Open capoolebugchat opened 8 months ago
@capoolebugchat are you interested in picking up this issue?
@TeddyCr I would love to help.
@TeddyCr yes, sorry about the extra late reply
Thanks @capoolebugchat I'll assign it to you then. We have some information about how to build a new connector here. Make sure to join our slack channel and the #contributor channel for any help.
@rogercezidio please check other connectors here for contributing we have many. 😊
Hi folks,
we did a simple implementation for a Dremio custom connector here: https://github.com/TIKI-Institut/openmetadata-dremio-connector. It can only scrap Metadata. It has no support for Query Usage, Profiling etc. We didn't find a possibility to implement that for a custom connector. For lineage we are simple using DBT at the moment.

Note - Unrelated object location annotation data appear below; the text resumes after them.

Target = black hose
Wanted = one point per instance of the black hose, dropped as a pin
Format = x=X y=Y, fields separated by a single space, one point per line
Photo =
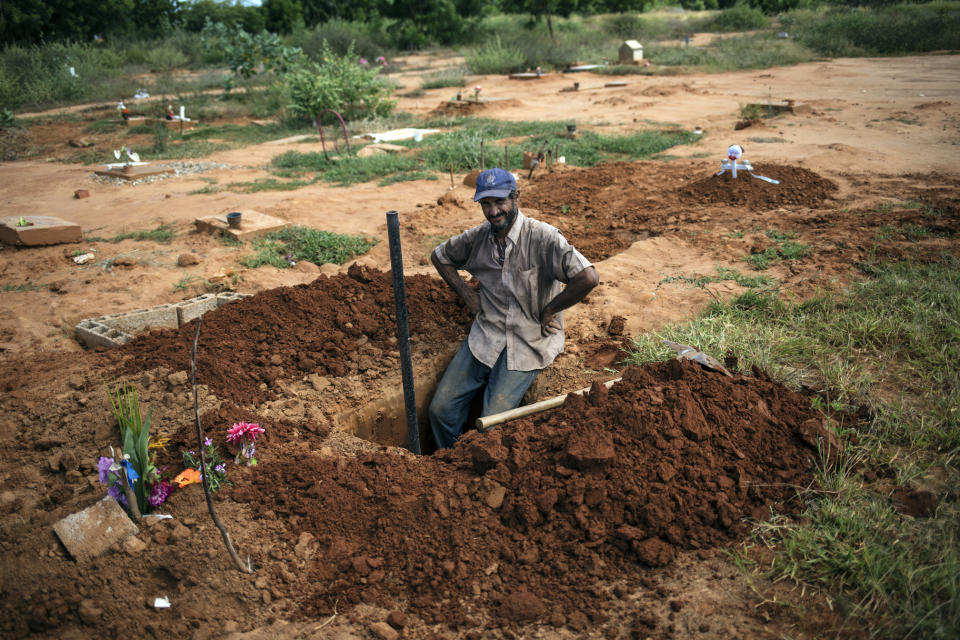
x=403 y=332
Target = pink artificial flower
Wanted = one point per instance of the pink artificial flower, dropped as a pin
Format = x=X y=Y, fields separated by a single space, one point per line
x=246 y=433
x=242 y=430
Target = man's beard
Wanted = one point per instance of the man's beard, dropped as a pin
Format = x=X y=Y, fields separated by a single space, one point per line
x=508 y=219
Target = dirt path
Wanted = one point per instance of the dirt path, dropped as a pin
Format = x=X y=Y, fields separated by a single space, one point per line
x=870 y=154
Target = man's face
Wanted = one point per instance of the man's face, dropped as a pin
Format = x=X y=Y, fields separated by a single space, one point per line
x=499 y=212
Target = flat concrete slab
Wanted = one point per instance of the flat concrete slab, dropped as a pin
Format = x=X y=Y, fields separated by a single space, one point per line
x=252 y=225
x=133 y=172
x=176 y=125
x=88 y=533
x=40 y=230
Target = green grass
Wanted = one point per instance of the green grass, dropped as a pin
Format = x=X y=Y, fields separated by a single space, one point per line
x=880 y=30
x=723 y=274
x=26 y=286
x=446 y=78
x=889 y=343
x=460 y=146
x=304 y=243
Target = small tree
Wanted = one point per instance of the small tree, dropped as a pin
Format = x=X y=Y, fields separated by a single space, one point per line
x=246 y=54
x=340 y=83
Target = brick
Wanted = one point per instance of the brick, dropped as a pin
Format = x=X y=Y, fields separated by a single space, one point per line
x=88 y=533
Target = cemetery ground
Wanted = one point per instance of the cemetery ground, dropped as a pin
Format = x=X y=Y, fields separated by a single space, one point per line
x=651 y=509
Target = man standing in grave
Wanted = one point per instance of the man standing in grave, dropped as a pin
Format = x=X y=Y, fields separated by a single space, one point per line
x=521 y=265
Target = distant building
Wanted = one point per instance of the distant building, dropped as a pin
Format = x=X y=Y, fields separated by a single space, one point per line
x=631 y=52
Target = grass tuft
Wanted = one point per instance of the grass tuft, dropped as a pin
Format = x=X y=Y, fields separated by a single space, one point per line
x=303 y=243
x=890 y=344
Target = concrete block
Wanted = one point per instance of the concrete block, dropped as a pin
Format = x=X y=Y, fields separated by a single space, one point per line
x=196 y=307
x=253 y=224
x=40 y=230
x=133 y=172
x=163 y=316
x=88 y=533
x=230 y=296
x=96 y=334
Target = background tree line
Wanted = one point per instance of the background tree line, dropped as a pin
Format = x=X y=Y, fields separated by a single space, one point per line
x=414 y=22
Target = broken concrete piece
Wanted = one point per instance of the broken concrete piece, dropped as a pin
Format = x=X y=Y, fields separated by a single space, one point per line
x=88 y=533
x=380 y=148
x=254 y=224
x=133 y=171
x=38 y=230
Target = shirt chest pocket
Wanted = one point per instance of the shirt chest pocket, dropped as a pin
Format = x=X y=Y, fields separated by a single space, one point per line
x=525 y=287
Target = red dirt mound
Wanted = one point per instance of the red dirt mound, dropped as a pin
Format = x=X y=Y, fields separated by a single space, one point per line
x=797 y=186
x=333 y=326
x=673 y=457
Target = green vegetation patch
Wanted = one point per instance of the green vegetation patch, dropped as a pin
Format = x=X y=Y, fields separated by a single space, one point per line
x=293 y=244
x=889 y=343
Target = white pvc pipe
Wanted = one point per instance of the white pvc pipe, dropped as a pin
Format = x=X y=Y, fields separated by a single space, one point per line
x=486 y=422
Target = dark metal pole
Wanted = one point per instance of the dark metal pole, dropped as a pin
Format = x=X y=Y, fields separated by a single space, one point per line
x=403 y=331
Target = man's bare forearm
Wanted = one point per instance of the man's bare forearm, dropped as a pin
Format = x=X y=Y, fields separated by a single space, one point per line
x=452 y=277
x=575 y=291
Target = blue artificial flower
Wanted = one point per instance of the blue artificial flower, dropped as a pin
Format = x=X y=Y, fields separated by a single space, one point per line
x=132 y=475
x=103 y=467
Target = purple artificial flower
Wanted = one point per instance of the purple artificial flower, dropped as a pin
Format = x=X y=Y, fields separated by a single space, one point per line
x=118 y=495
x=159 y=493
x=103 y=467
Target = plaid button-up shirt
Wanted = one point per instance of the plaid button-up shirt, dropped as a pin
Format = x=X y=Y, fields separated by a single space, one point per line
x=537 y=261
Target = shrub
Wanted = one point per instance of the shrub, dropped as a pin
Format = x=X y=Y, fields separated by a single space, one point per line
x=493 y=57
x=165 y=58
x=339 y=83
x=742 y=17
x=367 y=40
x=889 y=30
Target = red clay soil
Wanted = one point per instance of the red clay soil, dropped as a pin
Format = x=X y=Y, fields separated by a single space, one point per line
x=332 y=327
x=580 y=200
x=798 y=186
x=516 y=525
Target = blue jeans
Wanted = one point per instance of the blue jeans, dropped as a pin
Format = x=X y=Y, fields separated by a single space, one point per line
x=461 y=382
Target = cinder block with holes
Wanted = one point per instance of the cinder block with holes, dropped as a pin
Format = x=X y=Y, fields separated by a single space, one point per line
x=119 y=328
x=196 y=307
x=96 y=334
x=162 y=316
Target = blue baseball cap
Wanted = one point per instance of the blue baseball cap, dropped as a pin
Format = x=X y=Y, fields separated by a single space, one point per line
x=495 y=183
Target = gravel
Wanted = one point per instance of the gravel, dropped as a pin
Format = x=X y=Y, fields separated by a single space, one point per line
x=179 y=168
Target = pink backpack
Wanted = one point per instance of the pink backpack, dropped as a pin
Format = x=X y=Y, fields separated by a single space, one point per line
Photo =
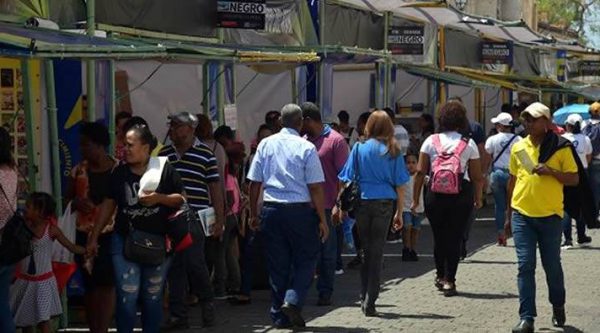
x=446 y=171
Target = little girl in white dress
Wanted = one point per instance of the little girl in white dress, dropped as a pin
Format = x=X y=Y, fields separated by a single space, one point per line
x=34 y=297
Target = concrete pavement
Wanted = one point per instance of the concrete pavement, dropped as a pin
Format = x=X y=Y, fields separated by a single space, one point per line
x=487 y=300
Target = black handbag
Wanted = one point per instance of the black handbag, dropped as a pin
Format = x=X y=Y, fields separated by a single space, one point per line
x=349 y=200
x=144 y=247
x=15 y=240
x=183 y=228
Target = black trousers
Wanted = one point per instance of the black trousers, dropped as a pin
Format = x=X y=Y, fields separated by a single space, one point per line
x=448 y=215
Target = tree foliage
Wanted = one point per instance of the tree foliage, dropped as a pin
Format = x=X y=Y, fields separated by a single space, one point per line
x=570 y=14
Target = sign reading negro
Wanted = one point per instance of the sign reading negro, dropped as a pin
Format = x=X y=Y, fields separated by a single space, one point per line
x=241 y=14
x=589 y=68
x=496 y=53
x=406 y=40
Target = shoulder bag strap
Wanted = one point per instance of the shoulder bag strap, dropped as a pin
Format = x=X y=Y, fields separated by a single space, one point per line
x=7 y=200
x=356 y=164
x=503 y=150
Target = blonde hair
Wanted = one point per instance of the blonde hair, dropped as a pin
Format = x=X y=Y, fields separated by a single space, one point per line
x=380 y=127
x=595 y=109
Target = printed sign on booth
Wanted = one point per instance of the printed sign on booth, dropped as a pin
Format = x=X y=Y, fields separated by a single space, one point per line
x=496 y=53
x=241 y=14
x=406 y=40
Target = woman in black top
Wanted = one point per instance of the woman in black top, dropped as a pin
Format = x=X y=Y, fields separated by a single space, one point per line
x=144 y=212
x=94 y=171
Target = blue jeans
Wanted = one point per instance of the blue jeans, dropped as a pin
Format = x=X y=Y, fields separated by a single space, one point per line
x=132 y=282
x=292 y=244
x=499 y=179
x=568 y=227
x=594 y=173
x=412 y=220
x=529 y=232
x=327 y=260
x=6 y=321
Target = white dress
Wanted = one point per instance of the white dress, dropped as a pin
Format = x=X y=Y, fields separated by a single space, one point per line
x=34 y=296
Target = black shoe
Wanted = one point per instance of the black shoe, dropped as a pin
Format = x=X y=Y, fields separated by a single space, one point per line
x=175 y=324
x=324 y=301
x=449 y=289
x=524 y=326
x=208 y=314
x=293 y=314
x=369 y=310
x=558 y=316
x=239 y=301
x=282 y=325
x=355 y=263
x=406 y=254
x=413 y=256
x=463 y=251
x=439 y=283
x=584 y=240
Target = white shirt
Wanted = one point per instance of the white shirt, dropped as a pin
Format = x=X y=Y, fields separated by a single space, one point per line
x=496 y=143
x=582 y=144
x=449 y=142
x=408 y=196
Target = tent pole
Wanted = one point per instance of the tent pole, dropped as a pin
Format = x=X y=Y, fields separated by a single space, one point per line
x=91 y=64
x=206 y=92
x=388 y=66
x=112 y=105
x=29 y=101
x=294 y=85
x=53 y=124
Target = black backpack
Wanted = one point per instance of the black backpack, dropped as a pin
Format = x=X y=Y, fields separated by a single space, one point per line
x=15 y=238
x=592 y=131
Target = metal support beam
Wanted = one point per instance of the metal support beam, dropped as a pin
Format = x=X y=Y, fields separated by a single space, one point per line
x=53 y=127
x=91 y=64
x=28 y=99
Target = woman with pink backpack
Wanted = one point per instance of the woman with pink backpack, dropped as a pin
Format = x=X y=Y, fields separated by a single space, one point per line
x=454 y=189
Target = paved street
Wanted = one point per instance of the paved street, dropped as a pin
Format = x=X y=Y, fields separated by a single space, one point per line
x=487 y=300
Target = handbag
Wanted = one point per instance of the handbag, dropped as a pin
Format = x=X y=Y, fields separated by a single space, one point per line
x=15 y=240
x=140 y=246
x=349 y=200
x=144 y=247
x=183 y=228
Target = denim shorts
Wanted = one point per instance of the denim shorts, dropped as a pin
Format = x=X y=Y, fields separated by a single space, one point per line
x=413 y=220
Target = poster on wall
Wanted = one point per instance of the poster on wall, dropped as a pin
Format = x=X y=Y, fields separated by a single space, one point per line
x=408 y=40
x=241 y=14
x=69 y=102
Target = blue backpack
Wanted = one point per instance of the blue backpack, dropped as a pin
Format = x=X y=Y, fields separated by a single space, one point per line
x=592 y=131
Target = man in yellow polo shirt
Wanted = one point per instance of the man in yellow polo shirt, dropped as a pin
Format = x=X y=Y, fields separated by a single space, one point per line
x=536 y=210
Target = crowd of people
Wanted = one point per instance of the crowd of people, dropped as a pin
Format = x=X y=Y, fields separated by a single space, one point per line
x=283 y=204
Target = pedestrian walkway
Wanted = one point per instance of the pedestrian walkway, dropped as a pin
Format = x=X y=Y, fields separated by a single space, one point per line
x=487 y=300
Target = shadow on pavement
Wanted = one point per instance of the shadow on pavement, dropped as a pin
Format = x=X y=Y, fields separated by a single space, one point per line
x=490 y=262
x=486 y=296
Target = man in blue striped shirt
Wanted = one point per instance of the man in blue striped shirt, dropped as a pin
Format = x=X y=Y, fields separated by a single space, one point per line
x=197 y=167
x=289 y=169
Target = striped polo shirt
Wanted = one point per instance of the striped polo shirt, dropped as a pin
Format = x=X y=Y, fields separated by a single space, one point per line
x=197 y=167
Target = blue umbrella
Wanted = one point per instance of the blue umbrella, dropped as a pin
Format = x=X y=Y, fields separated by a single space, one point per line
x=560 y=116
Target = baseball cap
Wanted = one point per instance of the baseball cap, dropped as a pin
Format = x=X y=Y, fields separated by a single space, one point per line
x=503 y=118
x=537 y=110
x=595 y=108
x=573 y=119
x=184 y=117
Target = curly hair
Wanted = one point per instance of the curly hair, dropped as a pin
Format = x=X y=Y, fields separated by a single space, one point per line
x=453 y=117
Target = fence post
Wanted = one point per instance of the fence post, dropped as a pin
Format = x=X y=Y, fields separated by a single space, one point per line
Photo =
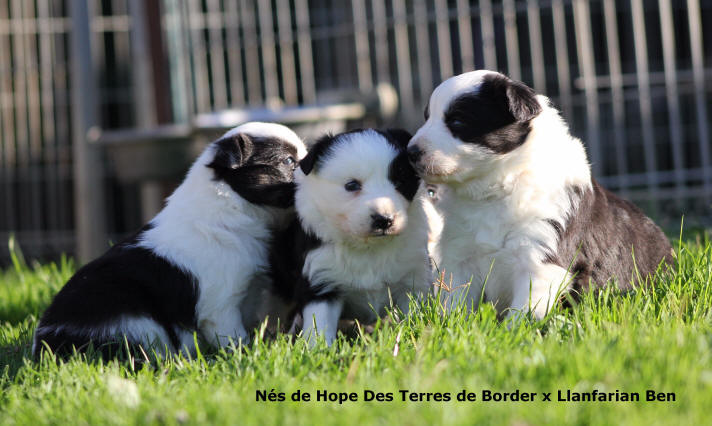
x=89 y=217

We would appreciate any feedback. Is it possible that this will be integrated into OpenMetadata?
Hey @wobu we would recommend you to directly contribute the connector to the community. This will allow you to leverage the existing code base to implement support for Usage, Profiling, etc.
Here is a link with more information -> https://docs.open-metadata.org/latest/developers/contribute/developing-a-new-connector
We thought about it, and also tried it, but unfortunatley setting up the openmetadata project under windows OS wasn't easy :/ (WSL would maybe an option). So we decided to just start with a custom connector.
The CustomConnector is currently sufficient for us, so we won't provide a direct community integration in the near future until our investment in Openmetadata and Dremio increases.
I'm finding a way for the OMD project to rule over every tool's metadata and sort of monitors an extra-compact DataPlatform, this DP uses Dremio as its query execution engine for scalability with bigger datasets and ease of use (it connects well to a lot of data sources). However, OMD hasn't the connector to Dremio for metadata extract and monitoring.
Solution: A Dremio connector to OMD, which can be easily configured through minimal variables like host:port and usrn:pasw, ssl is a nice addon feature but is not essential for now.
Alternative: An external data cataloguing service like HiveDC, DynamoDB, Nessie (Dremio recommended),... Both OMD and Dremio uses this as Metadata monitor and tracking tool. However this exclude Dremio from OMD and bloats the infra a bit (another data solution to take care of).
I'm new to this Cloud Data Engineering thing, a bit suprised about how limited Dremio is, though the engine is still quite powerful.